Package Exports

This package does not declare an exports field, so the exports above have been automatically detected and optimized by JSPM instead. If any package subpath is missing, it is recommended to post an issue to the original package (vidistill) to support the "exports" field. If that is not possible, create a JSPM override to customize the exports field for this package.

Readme

vidistill

Video intelligence distiller — turn any video or audio file into structured notes, transcripts, and insights using Gemini.

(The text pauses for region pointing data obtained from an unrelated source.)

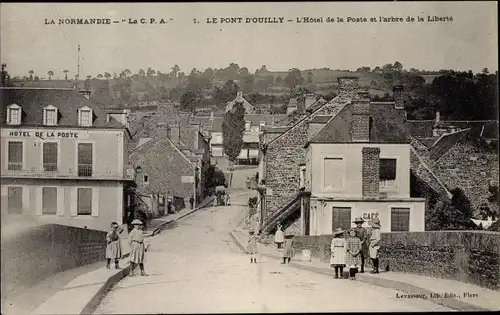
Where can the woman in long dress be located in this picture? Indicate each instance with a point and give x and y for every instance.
(114, 247)
(353, 253)
(137, 248)
(337, 249)
(279, 236)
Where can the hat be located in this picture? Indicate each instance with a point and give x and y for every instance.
(338, 231)
(375, 222)
(358, 220)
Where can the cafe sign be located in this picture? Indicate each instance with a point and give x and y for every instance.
(47, 134)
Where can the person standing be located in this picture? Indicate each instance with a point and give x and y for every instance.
(361, 234)
(288, 248)
(137, 248)
(375, 244)
(353, 249)
(337, 249)
(279, 236)
(252, 246)
(114, 247)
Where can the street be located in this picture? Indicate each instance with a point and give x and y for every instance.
(194, 267)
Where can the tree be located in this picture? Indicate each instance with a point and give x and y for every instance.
(233, 129)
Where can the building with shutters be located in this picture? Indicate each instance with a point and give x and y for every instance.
(64, 160)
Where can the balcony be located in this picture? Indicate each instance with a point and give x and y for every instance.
(84, 172)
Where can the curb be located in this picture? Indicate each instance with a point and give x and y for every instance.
(386, 283)
(92, 305)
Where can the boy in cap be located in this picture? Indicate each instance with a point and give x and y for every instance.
(252, 246)
(361, 234)
(137, 248)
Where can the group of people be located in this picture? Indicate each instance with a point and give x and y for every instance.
(136, 242)
(349, 250)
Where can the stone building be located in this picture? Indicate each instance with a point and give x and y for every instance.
(65, 160)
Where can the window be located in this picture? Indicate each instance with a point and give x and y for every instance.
(50, 156)
(50, 115)
(49, 200)
(14, 113)
(84, 202)
(387, 175)
(15, 161)
(85, 116)
(333, 173)
(15, 200)
(85, 159)
(341, 218)
(400, 219)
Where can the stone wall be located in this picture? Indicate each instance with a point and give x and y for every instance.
(471, 168)
(39, 252)
(466, 256)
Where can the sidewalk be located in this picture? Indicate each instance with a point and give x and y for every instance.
(84, 293)
(459, 295)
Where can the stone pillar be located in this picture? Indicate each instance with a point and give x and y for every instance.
(360, 127)
(370, 172)
(398, 97)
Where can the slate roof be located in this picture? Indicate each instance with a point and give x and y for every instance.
(388, 125)
(67, 101)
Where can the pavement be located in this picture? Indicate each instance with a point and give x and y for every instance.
(195, 267)
(448, 293)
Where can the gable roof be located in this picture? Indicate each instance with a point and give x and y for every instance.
(67, 101)
(388, 125)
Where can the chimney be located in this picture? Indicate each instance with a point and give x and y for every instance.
(175, 134)
(310, 99)
(347, 85)
(370, 171)
(360, 126)
(398, 97)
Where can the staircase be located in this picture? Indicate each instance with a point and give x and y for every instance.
(287, 210)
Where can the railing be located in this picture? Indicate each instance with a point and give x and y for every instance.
(51, 171)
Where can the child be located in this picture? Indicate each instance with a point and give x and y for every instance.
(279, 236)
(137, 248)
(288, 248)
(337, 258)
(252, 246)
(114, 247)
(353, 253)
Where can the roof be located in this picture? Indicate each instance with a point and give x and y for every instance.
(446, 142)
(388, 125)
(67, 101)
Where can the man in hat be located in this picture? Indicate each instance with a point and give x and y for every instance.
(361, 234)
(375, 243)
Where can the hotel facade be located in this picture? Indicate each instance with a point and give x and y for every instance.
(64, 161)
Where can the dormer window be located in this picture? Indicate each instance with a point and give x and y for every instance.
(50, 115)
(85, 116)
(14, 113)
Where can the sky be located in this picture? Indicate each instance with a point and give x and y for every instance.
(470, 42)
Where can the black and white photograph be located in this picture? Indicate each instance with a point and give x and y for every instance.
(252, 157)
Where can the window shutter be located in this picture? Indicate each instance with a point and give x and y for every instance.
(73, 202)
(60, 201)
(95, 202)
(38, 200)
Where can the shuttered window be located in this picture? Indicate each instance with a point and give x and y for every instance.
(400, 219)
(15, 200)
(341, 218)
(84, 202)
(49, 200)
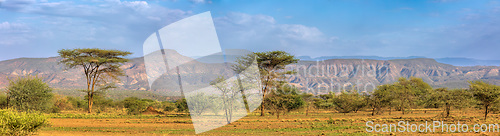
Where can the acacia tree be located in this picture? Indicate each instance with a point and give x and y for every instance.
(99, 66)
(272, 69)
(456, 98)
(29, 93)
(379, 98)
(487, 94)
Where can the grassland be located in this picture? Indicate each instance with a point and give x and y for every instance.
(319, 122)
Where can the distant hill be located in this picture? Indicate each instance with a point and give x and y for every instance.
(451, 61)
(435, 73)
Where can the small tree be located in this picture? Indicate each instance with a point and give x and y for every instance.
(199, 103)
(14, 123)
(29, 93)
(348, 101)
(230, 95)
(181, 105)
(284, 99)
(379, 98)
(98, 65)
(134, 105)
(457, 98)
(271, 67)
(3, 101)
(487, 94)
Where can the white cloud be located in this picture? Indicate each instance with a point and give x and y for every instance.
(263, 33)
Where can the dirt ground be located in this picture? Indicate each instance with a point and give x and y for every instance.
(290, 124)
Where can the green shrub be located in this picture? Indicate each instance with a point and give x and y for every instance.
(182, 105)
(77, 102)
(30, 93)
(21, 123)
(168, 106)
(134, 105)
(3, 101)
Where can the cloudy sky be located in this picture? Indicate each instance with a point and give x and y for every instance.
(430, 28)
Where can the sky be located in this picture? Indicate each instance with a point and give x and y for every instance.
(396, 28)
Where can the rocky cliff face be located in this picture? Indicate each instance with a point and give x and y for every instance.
(341, 74)
(310, 74)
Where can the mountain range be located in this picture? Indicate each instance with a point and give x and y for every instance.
(447, 60)
(310, 74)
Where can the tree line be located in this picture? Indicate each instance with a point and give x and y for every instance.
(101, 69)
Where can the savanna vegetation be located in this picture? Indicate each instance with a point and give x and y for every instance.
(29, 106)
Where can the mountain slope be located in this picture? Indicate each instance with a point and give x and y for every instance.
(340, 71)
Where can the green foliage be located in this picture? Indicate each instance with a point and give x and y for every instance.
(98, 65)
(29, 93)
(271, 66)
(76, 102)
(21, 123)
(3, 101)
(348, 101)
(134, 105)
(487, 94)
(181, 105)
(168, 106)
(379, 98)
(284, 99)
(200, 102)
(322, 101)
(457, 98)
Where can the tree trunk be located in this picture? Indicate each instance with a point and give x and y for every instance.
(307, 110)
(390, 110)
(485, 111)
(447, 110)
(373, 111)
(90, 102)
(262, 105)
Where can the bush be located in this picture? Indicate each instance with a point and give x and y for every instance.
(77, 102)
(29, 93)
(182, 105)
(21, 123)
(134, 105)
(168, 106)
(3, 101)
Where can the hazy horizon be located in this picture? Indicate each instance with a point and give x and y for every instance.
(429, 28)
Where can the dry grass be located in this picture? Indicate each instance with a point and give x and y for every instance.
(316, 123)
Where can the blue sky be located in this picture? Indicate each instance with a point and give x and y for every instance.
(430, 28)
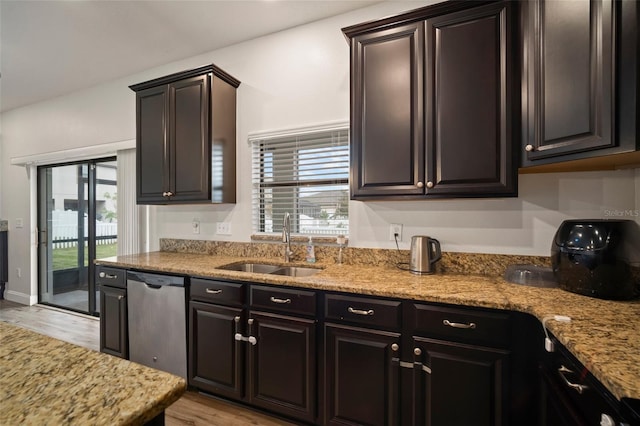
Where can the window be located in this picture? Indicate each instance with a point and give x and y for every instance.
(305, 173)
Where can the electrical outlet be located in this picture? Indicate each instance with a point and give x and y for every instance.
(395, 228)
(223, 228)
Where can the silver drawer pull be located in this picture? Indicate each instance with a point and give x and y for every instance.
(110, 276)
(360, 311)
(577, 387)
(471, 325)
(275, 300)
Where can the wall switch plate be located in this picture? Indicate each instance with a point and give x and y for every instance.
(223, 228)
(395, 228)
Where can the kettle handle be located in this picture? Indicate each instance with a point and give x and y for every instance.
(435, 245)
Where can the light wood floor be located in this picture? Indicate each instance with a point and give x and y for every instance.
(193, 409)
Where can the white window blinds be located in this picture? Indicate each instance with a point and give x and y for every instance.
(305, 173)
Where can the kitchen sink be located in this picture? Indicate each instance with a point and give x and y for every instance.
(262, 268)
(258, 268)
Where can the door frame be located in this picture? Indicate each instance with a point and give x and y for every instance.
(92, 181)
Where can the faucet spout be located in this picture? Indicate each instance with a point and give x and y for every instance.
(286, 236)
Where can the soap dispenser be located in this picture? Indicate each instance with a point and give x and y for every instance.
(311, 255)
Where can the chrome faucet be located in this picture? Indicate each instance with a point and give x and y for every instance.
(286, 237)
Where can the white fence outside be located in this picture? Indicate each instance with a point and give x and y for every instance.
(64, 230)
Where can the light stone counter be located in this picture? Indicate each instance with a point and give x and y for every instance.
(603, 335)
(48, 381)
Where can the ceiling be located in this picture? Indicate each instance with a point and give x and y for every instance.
(49, 48)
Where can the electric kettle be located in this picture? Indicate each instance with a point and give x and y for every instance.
(425, 252)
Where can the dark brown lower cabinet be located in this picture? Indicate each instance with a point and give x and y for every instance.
(282, 365)
(467, 384)
(361, 376)
(113, 321)
(216, 358)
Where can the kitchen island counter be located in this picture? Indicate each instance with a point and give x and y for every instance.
(48, 381)
(604, 335)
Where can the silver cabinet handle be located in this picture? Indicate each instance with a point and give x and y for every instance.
(276, 300)
(577, 387)
(109, 276)
(360, 312)
(448, 323)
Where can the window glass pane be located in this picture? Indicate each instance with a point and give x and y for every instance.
(305, 174)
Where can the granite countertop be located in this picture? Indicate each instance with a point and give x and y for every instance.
(603, 335)
(48, 381)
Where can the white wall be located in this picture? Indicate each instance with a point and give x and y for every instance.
(290, 79)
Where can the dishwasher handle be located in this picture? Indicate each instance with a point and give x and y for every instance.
(155, 280)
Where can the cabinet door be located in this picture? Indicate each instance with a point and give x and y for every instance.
(215, 358)
(114, 338)
(189, 135)
(568, 84)
(361, 376)
(282, 365)
(468, 95)
(152, 146)
(387, 145)
(467, 384)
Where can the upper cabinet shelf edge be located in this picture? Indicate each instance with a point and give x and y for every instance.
(220, 73)
(411, 16)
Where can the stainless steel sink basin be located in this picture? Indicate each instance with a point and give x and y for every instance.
(262, 268)
(296, 271)
(258, 268)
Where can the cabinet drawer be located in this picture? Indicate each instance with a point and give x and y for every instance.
(113, 277)
(364, 310)
(220, 292)
(283, 300)
(460, 324)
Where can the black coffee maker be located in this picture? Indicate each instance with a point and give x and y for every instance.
(598, 258)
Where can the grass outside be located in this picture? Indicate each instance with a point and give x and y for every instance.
(67, 258)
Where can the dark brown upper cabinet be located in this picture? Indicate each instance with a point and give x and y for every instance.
(579, 79)
(186, 137)
(431, 103)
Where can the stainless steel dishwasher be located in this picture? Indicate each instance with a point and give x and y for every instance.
(157, 321)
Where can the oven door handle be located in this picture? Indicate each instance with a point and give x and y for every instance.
(579, 388)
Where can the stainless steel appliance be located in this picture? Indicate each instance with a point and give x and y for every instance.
(157, 321)
(598, 258)
(425, 252)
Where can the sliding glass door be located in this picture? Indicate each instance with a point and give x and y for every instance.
(77, 223)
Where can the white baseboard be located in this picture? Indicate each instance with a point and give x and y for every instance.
(22, 298)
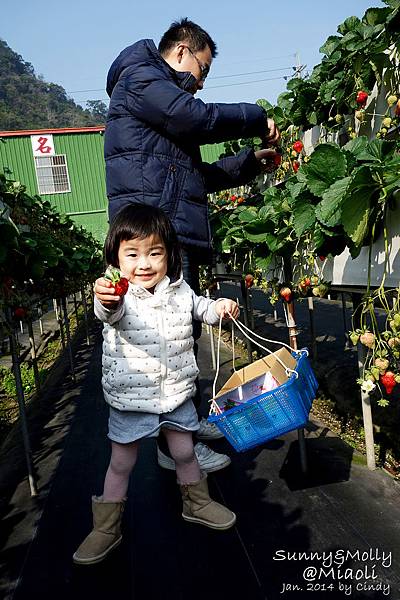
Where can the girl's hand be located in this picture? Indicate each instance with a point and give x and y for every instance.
(226, 308)
(105, 293)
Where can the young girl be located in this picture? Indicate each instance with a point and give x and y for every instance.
(149, 370)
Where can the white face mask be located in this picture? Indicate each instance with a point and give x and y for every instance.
(187, 83)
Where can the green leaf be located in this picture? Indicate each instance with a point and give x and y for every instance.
(285, 101)
(377, 150)
(357, 205)
(255, 237)
(327, 164)
(303, 216)
(373, 16)
(264, 104)
(329, 210)
(330, 45)
(248, 214)
(295, 187)
(350, 24)
(357, 145)
(263, 262)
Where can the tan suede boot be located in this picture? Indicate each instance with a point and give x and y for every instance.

Feed it a YouTube URL, local video, or audio file. It analyzes the content through multiple AI passes (scene analysis, transcript, visuals, code extraction, people, chat, implicit signals) and synthesizes everything into organized markdown output.

Install

npm install -g vidistill

Requires Node.js 22+ and ffmpeg.

Usage

vidistill [input] [options]

Arguments:

input — YouTube URL, local video, or audio file path (prompted interactively if omitted)

Options:

-c, --context — context about the video (e.g. "CS lecture", "product demo")
-o, --output — output directory (default: ./vidistill-output/)
-l, --lang <code> — output language (e.g. zh, ja, ko, es, fr, de, pt, ru, ar, hi)

Examples:

# Interactive mode — prompts for everything
vidistill

# YouTube video
vidistill "https://youtube.com/watch?v=dQw4w9WgXcQ"

# Local file with context
vidistill ./lecture.mp4 --context "distributed systems lecture"

# Audio file
vidistill ./podcast.mp3

# Custom output directory
vidistill ./demo.mp4 -o ./notes/

# Output in another language
vidistill ./lecture.mp4 --lang zh

Extract

Pull specific data from a previously processed video or re-run a targeted pass on a video file.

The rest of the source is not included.